Auf der Stelle blieb ich stehen.

Jetzt verstand ich Damlas Anliegen. Sie hatte die Sprachmemo erhalten und konnte ihre Tränen nicht mehr zurückhalten.
„Ja... Ich habe Demirs Spur gefunden."
„Devran, du-", fing sie an, doch stockte.
„Du bist der beste! Ich weiß nicht, was ich sagen soll!"
„Du musst nichts sagen. Ich habe dir etwas versprochen und habe mich daran gehalten.", vergewisserte ich und stützte mich am Treppengeländer vor mir.
„Mein Bruder kann am Leben sein! Du weißt nicht, wie glücklich ich gerade bin. Wie konntest du Timur finden?"
„Hab dir ja gesagt, dass ich keine Geduld mehr habe. Konnte ihn eben durch Devran Taktiken finden."
Dabei waren illegale Wege gemeint, was Damla auch verstand. Meeresrauschen war an der Leitung zu hören. Damla schien am Ufer zu sein.
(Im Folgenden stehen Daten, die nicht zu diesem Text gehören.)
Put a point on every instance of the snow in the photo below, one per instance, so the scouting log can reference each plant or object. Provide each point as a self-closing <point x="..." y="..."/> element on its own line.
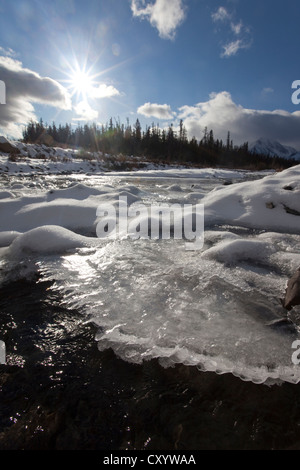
<point x="263" y="204"/>
<point x="274" y="148"/>
<point x="210" y="307"/>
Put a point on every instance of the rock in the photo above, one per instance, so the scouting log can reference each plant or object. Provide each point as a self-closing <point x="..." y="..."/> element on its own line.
<point x="292" y="293"/>
<point x="7" y="147"/>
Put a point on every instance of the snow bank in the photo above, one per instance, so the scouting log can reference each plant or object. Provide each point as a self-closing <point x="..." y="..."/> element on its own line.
<point x="272" y="203"/>
<point x="48" y="240"/>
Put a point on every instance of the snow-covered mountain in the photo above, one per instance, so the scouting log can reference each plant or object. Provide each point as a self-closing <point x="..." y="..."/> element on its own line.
<point x="274" y="148"/>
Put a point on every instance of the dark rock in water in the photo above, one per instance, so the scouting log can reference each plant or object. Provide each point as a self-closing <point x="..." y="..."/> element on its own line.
<point x="283" y="324"/>
<point x="292" y="293"/>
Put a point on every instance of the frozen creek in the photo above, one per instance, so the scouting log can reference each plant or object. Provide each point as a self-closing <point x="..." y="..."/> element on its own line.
<point x="215" y="308"/>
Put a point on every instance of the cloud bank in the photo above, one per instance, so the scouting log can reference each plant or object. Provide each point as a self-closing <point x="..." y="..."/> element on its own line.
<point x="241" y="35"/>
<point x="159" y="111"/>
<point x="164" y="15"/>
<point x="221" y="114"/>
<point x="24" y="87"/>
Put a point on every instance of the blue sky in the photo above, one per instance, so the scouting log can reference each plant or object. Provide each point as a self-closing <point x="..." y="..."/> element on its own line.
<point x="228" y="65"/>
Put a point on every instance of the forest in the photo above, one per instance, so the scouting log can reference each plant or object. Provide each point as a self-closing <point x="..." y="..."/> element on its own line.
<point x="159" y="145"/>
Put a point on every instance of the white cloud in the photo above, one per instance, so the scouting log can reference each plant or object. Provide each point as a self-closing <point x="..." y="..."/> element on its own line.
<point x="104" y="91"/>
<point x="221" y="15"/>
<point x="237" y="28"/>
<point x="267" y="90"/>
<point x="159" y="111"/>
<point x="165" y="15"/>
<point x="221" y="114"/>
<point x="85" y="112"/>
<point x="23" y="88"/>
<point x="233" y="47"/>
<point x="241" y="34"/>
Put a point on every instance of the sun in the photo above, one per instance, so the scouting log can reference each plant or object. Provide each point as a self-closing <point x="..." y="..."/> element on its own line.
<point x="81" y="83"/>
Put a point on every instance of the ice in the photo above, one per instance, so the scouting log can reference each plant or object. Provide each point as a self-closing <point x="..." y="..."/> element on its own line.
<point x="217" y="308"/>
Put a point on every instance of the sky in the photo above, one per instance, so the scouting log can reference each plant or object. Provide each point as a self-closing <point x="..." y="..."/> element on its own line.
<point x="227" y="65"/>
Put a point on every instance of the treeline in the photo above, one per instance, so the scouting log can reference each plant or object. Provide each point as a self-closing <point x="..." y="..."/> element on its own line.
<point x="167" y="145"/>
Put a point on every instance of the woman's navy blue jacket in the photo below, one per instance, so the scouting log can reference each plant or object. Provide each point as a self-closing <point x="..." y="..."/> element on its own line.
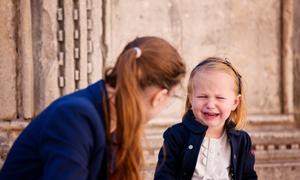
<point x="66" y="141"/>
<point x="178" y="157"/>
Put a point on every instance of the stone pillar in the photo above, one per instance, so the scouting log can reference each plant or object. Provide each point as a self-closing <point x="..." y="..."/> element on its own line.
<point x="296" y="58"/>
<point x="8" y="59"/>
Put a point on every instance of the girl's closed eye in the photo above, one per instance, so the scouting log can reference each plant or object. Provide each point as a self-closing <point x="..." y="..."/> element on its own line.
<point x="201" y="96"/>
<point x="221" y="97"/>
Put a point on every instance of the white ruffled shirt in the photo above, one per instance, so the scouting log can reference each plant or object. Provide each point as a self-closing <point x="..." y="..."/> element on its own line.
<point x="213" y="160"/>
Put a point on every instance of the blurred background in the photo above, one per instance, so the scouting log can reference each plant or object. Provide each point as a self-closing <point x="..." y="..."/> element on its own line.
<point x="51" y="48"/>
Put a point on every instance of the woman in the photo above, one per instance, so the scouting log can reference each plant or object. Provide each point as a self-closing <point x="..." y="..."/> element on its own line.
<point x="95" y="133"/>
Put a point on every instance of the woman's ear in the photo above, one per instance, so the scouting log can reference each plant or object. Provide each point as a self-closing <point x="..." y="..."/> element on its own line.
<point x="237" y="101"/>
<point x="158" y="97"/>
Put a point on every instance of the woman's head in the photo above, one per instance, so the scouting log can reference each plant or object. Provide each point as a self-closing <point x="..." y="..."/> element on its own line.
<point x="216" y="93"/>
<point x="145" y="72"/>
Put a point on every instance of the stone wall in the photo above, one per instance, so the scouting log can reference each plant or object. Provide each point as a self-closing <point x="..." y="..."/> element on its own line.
<point x="51" y="48"/>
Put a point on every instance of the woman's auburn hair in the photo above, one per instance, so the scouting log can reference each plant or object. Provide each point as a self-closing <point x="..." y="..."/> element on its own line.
<point x="158" y="65"/>
<point x="214" y="63"/>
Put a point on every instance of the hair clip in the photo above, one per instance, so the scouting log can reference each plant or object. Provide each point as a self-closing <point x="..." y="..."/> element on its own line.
<point x="138" y="52"/>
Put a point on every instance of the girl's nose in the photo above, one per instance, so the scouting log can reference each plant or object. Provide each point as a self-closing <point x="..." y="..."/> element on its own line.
<point x="210" y="104"/>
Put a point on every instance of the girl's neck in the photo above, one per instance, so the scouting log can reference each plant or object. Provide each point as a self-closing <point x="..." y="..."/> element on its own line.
<point x="214" y="133"/>
<point x="112" y="109"/>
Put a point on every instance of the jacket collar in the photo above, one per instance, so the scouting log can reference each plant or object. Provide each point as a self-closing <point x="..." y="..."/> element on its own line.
<point x="190" y="122"/>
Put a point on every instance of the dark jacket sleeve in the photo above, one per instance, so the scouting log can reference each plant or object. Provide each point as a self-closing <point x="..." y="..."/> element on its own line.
<point x="67" y="142"/>
<point x="169" y="157"/>
<point x="249" y="171"/>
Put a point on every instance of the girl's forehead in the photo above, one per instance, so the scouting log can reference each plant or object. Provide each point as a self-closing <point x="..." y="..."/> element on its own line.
<point x="212" y="79"/>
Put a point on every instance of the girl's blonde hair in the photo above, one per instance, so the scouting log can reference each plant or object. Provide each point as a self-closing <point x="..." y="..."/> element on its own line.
<point x="144" y="62"/>
<point x="213" y="63"/>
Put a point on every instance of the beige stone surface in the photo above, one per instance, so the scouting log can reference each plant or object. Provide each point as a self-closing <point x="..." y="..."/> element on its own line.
<point x="8" y="58"/>
<point x="246" y="32"/>
<point x="45" y="53"/>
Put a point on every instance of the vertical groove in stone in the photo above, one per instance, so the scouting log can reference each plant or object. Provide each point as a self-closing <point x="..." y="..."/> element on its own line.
<point x="69" y="73"/>
<point x="83" y="43"/>
<point x="27" y="59"/>
<point x="287" y="56"/>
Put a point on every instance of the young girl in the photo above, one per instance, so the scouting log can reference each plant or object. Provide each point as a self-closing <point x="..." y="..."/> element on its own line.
<point x="95" y="133"/>
<point x="208" y="143"/>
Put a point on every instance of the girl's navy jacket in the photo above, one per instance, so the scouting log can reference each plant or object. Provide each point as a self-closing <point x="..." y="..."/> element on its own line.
<point x="66" y="141"/>
<point x="178" y="156"/>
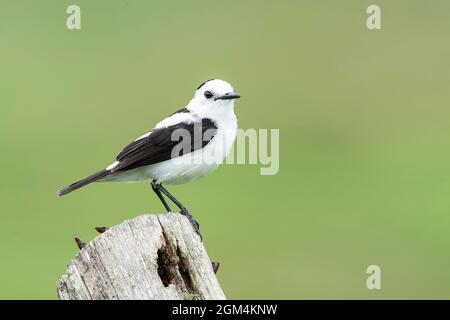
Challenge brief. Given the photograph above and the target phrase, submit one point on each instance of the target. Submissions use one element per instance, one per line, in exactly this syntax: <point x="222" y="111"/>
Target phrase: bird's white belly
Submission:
<point x="185" y="168"/>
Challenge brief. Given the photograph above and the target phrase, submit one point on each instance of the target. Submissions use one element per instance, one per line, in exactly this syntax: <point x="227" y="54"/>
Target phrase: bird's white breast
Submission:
<point x="191" y="166"/>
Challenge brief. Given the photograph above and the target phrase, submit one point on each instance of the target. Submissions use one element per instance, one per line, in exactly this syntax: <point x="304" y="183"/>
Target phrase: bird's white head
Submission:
<point x="214" y="98"/>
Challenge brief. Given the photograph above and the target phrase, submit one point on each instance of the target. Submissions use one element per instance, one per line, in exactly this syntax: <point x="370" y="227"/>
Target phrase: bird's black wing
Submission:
<point x="159" y="144"/>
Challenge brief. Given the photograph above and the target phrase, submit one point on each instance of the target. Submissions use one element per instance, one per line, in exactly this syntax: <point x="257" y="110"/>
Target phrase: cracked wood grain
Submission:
<point x="148" y="257"/>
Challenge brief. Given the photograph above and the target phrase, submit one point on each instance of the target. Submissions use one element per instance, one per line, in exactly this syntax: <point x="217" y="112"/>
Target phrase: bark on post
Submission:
<point x="148" y="257"/>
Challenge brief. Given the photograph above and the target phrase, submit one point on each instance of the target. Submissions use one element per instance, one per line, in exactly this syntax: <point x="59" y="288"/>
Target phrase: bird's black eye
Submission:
<point x="208" y="94"/>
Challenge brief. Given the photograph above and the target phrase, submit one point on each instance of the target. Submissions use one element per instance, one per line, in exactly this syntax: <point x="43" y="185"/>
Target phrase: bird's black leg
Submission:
<point x="155" y="187"/>
<point x="183" y="210"/>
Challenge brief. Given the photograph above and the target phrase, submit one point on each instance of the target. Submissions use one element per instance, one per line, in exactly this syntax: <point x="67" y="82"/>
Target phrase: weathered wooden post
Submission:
<point x="148" y="257"/>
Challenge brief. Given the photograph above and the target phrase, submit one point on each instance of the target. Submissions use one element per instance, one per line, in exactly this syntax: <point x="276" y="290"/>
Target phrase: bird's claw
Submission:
<point x="101" y="229"/>
<point x="215" y="265"/>
<point x="193" y="222"/>
<point x="80" y="243"/>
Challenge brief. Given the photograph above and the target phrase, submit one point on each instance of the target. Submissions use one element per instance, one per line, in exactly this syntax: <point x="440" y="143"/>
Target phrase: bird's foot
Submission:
<point x="193" y="222"/>
<point x="101" y="229"/>
<point x="215" y="265"/>
<point x="80" y="243"/>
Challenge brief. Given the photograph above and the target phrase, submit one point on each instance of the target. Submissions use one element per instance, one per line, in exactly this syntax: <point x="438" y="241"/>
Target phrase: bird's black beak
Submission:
<point x="229" y="96"/>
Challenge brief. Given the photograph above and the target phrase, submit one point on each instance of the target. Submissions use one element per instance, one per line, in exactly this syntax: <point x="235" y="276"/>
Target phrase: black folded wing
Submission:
<point x="158" y="145"/>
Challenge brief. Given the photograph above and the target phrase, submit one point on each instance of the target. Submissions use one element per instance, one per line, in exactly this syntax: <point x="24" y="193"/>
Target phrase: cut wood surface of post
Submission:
<point x="148" y="257"/>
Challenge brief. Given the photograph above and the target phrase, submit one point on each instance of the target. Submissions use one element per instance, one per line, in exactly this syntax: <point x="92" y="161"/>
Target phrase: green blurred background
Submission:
<point x="364" y="125"/>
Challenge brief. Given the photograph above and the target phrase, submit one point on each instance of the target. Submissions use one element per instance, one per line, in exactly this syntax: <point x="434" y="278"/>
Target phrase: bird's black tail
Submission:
<point x="76" y="185"/>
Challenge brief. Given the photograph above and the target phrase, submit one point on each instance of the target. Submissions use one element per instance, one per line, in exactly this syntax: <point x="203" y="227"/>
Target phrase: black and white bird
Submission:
<point x="183" y="147"/>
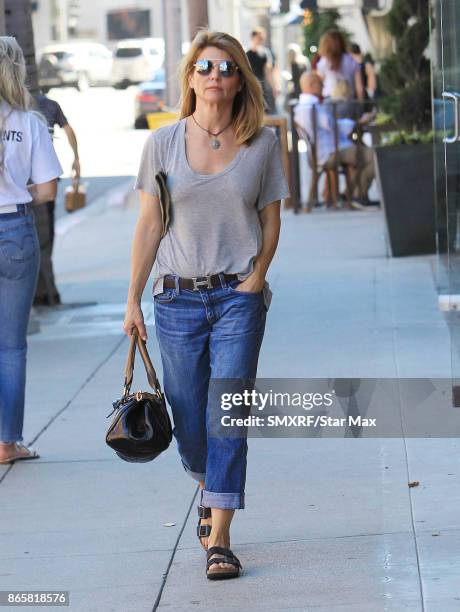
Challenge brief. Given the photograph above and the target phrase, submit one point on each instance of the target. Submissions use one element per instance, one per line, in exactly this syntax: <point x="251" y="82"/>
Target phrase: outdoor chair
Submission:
<point x="331" y="173"/>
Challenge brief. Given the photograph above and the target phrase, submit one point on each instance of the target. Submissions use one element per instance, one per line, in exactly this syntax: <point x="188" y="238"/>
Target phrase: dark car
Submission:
<point x="150" y="98"/>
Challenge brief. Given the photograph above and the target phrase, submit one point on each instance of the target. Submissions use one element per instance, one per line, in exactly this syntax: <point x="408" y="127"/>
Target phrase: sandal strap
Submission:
<point x="204" y="512"/>
<point x="229" y="560"/>
<point x="227" y="557"/>
<point x="203" y="531"/>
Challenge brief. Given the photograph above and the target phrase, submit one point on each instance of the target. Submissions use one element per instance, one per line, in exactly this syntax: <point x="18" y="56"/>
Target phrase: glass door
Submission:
<point x="446" y="119"/>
„Können wir uns kurz treffen?", fragte sie auf einmal. Ich wollte hier auch nicht länger bleiben, aber diese Einladung hatte nichts mit unserer Zusammenarbeit zutun. Es wäre nicht richtig.
„Schlechter Zeitpunkt."
„Bitte. Nur ganz kurz.", bat sie in einem sanften Ton, dass ich kaum widersprechen konnte. Gehe nicht Devran, sagte meine innere Stimme, während die zweite dagegen sprach. Allein durch die Stimme hörte ich, wie durcheinander Damla gekommen war. Was hatte ich mir auch gedacht, als ich ihr die Sprachmemo schicken ließ?
„Wo bist du?", fragte ich anschließend.
„Am Leuchtturm."
Unser inoffizieller Treffpunkt.
„Bin gleich da.", gab ich Bescheid und legte auf.

Ich ging rein und entschuldigte mich von den Geschäftspartnern. Mit der Ausrede, dass es ich los müsste, machte ich mich fort. Die wesentlichen Themen wurde sowieso durchgesprochen.
„Alles in Ordnung, Herr Devran?", fragte Gülin nach.
„Ja, vielen Dank für den Abend.", richtete ich letzte Worte an die Gruppe aus und ging los.
Beim Leuchtturm angekommen, hielt ich Ausschau nach Damla. Wie vermutet entdeckte ich sie am Steg. Mit einer Packung Taschentuch in meiner Hand näherte ich mich ihr. Einsam saß Damla an der Kante des Steges. Sie wischte sich die Tränen weg und fuhr durch die Haare.